Overview of Nonparametric Data Analysis Techniques
The objective of this course is to acquaint students with the basic ideas, applicability, and methods of nonparametric data analysis. After an introductory overview of fundamental concepts, students will learn ten nonparametric analysis methods.
The course will be laboratory-based. Use of the MINITAB™ statistical software package will be demonstrated using data from case studies. Guidelines for interpreting MINITAB™ output analytically will be presented. Students are encouraged to bring their own data analysis problems to the class for discussion.

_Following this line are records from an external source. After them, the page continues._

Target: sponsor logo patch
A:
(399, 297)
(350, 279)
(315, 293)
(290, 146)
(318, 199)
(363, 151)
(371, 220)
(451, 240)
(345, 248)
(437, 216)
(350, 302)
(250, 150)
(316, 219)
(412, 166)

· Review of hypothesis testing
· The comfortable cocoon of normality
· Detection of non-normality – emerging from the cozy cocoon
· Nonparametric tests
1 The one-sample sign test
2 The one-sample Wilcoxson test
3 The Mann-Whitney test
4 The Kruskal-Wallis test
6 Cochran’s test for related observations
7 Mood's median test
8 The Friedman test
9 The runs test
10 Squared ranks test for variances
Work experience using basic statistics and/or one basic statistics course (which included the topics of the normal distribution and hypothesis testing) is recommended.
Conover, W. J. 1999. Practical Nonparametric Statistics, 3rd edition. New York, New York: John Wiley & Sons, Incorporated.
Supplemental notes prepared by the instructor.
Access to Web site prepared by the instructor.
Sprent, P., and N. C. Smeeton. 2001. Applied Nonparametric Statistical Methods, 3rd edition. Boca Raton, Florida: Chapman & Hall/CRC.
Edward J. Williams, Adjunct Lecturer of Industrial and Systems Engineering, and of Management and Information Science
This course is intended for analysts, engineers, designers, and managers involved in the collection and interpretation of potentially non-normal observational and/or experimental data.